Ich kenne diesen Reflex. Jemand erzählt mir etwas von sich. Sofort fällt mir ein Schwank aus meinem Leben ein, und den will ich am liebsten gleich mitteilen: „Das kenne ich! Habe ich auch schon erlebt! Bei mir war das so …“ Ich nenne das „Parallelgeschichten erzählen“. Parallelgeschichten sind die „Bei mir war das so“-Geschichten. Die können gut sein, wenn sie dem anderen zeigen: Du bist mit deiner Erfahrung nicht allein. Das kann trösten. Aber mit solchen Parallelgeschichten kann ich den anderen auch zukleistern oder an Dramatik überbieten.

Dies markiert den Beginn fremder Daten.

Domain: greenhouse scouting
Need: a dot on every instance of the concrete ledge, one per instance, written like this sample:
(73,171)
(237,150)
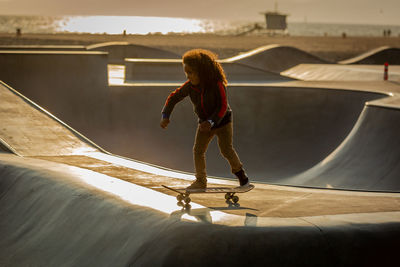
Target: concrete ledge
(170,70)
(56,217)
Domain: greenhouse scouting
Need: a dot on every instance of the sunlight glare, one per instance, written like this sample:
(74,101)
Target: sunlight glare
(132,25)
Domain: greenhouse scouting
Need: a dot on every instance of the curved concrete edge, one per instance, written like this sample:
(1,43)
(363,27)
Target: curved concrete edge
(49,115)
(105,44)
(367,159)
(55,217)
(375,56)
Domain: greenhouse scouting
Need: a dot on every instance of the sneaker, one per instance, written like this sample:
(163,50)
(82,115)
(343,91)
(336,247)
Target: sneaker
(243,179)
(198,184)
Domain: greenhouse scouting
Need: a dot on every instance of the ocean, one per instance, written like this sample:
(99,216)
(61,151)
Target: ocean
(163,25)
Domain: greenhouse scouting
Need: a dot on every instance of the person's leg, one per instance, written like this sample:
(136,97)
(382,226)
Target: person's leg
(225,144)
(202,140)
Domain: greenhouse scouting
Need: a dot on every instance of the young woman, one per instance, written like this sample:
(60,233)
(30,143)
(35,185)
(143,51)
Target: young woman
(206,87)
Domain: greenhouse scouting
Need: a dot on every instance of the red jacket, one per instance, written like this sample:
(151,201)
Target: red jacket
(210,104)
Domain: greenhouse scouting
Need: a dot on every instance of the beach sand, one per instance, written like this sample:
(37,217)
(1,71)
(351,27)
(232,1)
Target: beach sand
(330,48)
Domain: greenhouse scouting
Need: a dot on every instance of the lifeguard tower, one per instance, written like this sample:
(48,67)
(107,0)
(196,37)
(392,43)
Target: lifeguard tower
(276,21)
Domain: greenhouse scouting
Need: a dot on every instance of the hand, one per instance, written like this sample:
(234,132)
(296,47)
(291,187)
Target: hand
(164,123)
(205,126)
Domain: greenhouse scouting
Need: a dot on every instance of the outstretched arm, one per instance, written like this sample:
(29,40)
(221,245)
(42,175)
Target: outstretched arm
(173,98)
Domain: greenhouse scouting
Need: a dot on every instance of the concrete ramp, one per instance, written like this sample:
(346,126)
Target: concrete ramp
(369,158)
(141,70)
(279,131)
(58,215)
(380,55)
(118,51)
(275,58)
(336,72)
(28,130)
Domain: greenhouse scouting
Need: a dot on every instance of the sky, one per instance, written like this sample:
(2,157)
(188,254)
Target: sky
(383,12)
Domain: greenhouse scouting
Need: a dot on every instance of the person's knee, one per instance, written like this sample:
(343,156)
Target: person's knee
(228,152)
(199,151)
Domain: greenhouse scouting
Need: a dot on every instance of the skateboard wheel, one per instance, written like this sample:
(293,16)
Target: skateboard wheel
(235,199)
(179,198)
(187,200)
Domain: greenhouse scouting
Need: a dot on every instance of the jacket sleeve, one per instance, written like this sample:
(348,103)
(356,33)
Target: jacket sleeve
(222,105)
(175,97)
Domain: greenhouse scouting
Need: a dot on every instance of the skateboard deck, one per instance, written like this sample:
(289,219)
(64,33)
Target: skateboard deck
(229,192)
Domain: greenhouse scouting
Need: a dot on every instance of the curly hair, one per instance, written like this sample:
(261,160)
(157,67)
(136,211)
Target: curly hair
(205,63)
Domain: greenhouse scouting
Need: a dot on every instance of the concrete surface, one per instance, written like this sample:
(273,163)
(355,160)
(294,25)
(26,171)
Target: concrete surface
(333,72)
(139,70)
(27,130)
(380,55)
(65,83)
(59,215)
(275,58)
(118,51)
(43,47)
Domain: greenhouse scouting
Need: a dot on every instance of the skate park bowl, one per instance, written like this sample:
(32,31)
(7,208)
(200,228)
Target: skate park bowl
(140,70)
(68,202)
(119,51)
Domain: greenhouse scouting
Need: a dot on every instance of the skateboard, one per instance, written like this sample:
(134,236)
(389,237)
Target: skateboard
(184,194)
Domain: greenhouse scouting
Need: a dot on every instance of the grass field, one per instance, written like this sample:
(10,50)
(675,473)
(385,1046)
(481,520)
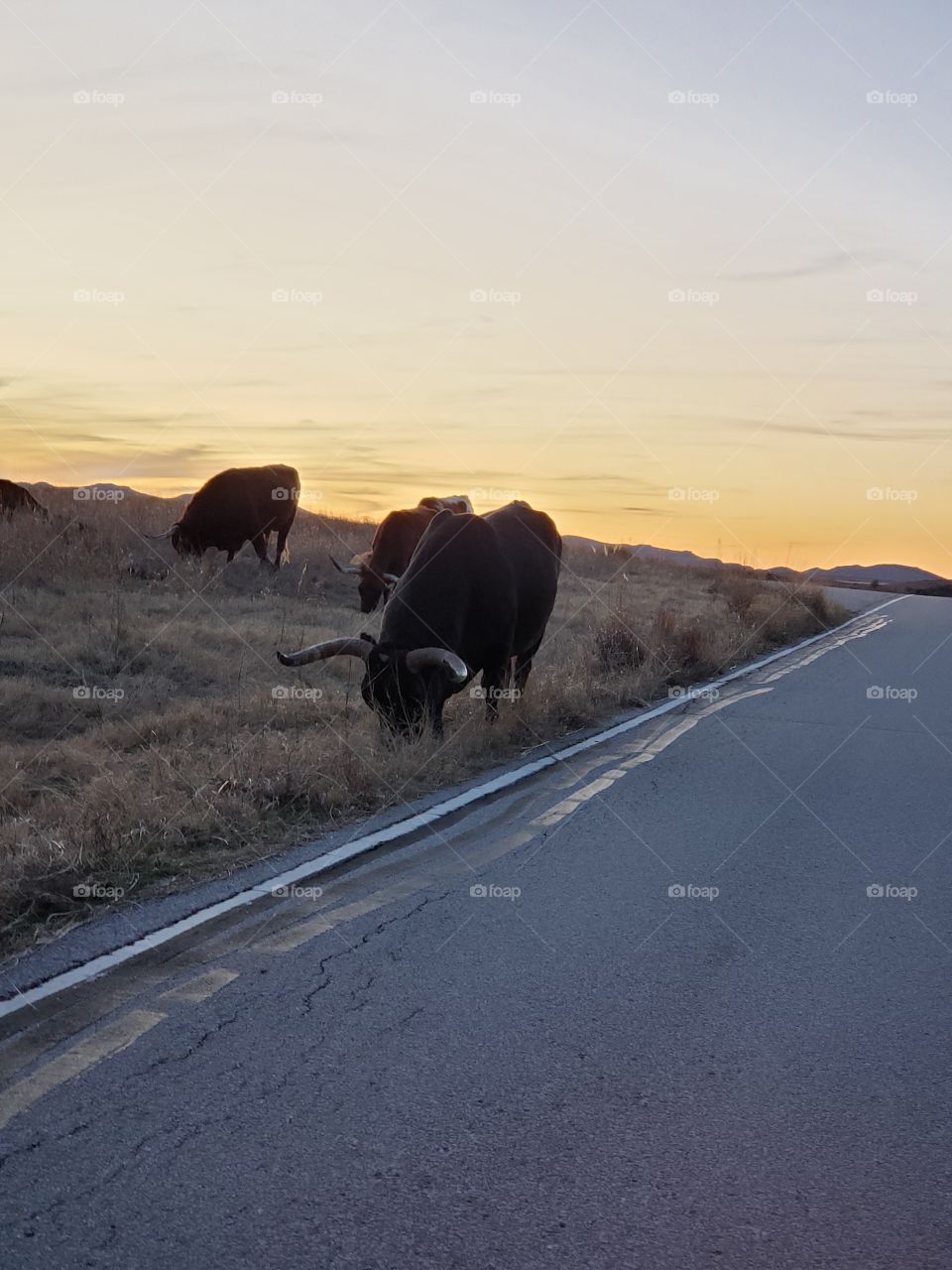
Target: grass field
(150,737)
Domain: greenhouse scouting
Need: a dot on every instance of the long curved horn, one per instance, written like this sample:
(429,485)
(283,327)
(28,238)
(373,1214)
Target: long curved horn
(344,568)
(344,647)
(438,659)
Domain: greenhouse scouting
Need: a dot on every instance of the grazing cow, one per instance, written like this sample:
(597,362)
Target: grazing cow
(476,594)
(394,543)
(241,504)
(16,498)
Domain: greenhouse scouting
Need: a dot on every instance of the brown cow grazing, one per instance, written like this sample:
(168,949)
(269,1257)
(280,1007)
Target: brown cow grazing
(16,498)
(394,544)
(477,595)
(241,504)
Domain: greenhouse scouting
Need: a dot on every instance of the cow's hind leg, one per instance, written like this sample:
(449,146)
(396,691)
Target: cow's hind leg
(524,665)
(494,683)
(261,544)
(282,540)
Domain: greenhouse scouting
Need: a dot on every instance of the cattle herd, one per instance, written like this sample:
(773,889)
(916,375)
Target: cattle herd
(463,593)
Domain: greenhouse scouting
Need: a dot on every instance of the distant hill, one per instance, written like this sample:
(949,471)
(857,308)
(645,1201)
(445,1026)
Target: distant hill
(867,572)
(887,574)
(861,574)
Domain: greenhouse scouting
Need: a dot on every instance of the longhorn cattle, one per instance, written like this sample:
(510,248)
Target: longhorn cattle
(241,504)
(394,543)
(14,498)
(476,595)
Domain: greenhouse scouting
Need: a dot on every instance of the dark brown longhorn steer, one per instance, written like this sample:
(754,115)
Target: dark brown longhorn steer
(16,498)
(394,544)
(241,504)
(477,594)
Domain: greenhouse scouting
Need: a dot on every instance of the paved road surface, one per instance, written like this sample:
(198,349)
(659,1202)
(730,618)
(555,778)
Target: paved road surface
(595,1074)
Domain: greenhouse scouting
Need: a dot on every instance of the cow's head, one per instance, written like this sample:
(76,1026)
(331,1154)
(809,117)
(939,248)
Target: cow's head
(407,688)
(180,539)
(371,585)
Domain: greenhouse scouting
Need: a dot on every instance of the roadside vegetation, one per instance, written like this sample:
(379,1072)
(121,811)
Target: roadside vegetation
(149,737)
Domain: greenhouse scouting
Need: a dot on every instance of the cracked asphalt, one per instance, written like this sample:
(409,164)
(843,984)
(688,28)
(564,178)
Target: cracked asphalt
(597,1072)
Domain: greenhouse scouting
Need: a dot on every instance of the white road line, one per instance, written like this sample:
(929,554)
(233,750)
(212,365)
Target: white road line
(402,828)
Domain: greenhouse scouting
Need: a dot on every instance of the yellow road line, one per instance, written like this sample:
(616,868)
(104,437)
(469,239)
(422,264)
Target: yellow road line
(200,987)
(105,1042)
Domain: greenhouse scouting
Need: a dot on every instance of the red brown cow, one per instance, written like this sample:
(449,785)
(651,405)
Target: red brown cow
(16,498)
(394,544)
(241,504)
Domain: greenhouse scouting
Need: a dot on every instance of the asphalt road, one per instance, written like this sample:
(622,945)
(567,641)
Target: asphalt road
(595,1072)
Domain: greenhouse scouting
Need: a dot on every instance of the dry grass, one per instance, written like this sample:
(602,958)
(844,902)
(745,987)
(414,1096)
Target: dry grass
(179,761)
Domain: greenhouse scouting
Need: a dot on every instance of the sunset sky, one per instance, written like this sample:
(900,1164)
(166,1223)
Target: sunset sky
(477,214)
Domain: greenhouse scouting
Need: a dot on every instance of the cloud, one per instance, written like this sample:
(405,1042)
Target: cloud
(837,262)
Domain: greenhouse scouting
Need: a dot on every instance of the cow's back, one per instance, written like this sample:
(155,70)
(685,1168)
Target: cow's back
(458,592)
(239,503)
(534,548)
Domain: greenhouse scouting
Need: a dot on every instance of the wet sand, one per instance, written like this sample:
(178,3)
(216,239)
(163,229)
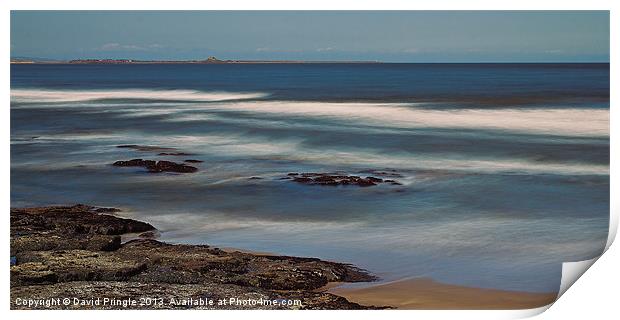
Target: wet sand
(425,293)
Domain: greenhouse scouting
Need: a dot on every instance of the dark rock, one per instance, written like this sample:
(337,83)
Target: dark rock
(67,228)
(76,252)
(174,154)
(155,167)
(328,179)
(169,166)
(148,235)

Dann bleiben Verstehen und Mitfühlen auf der Strecke. Denn ich stülpe dem anderen meine Geschichte über, anstatt bei dem zu bleiben, was der mir gerade erzählt. Dabei tut es so gut, wenn jemand dem anderen seine ganze Aufmerksamkeit schenkt, nicht gleich auf sich selbst zu sprechen kommt, sondern wirklich zuhört.
In der Bibel gibt es die Aufforderung: „Freut euch mit den Fröhlichen! Weint mit den Weinenden!“ Für mich liegt darin die Intensität, ganz bei dem anderen zu sein, bei seinen Gefühlen, ob gerade fröhlich oder traurig. Zuhören. Mich dem anderen zuwenden. Das bewirkt viel.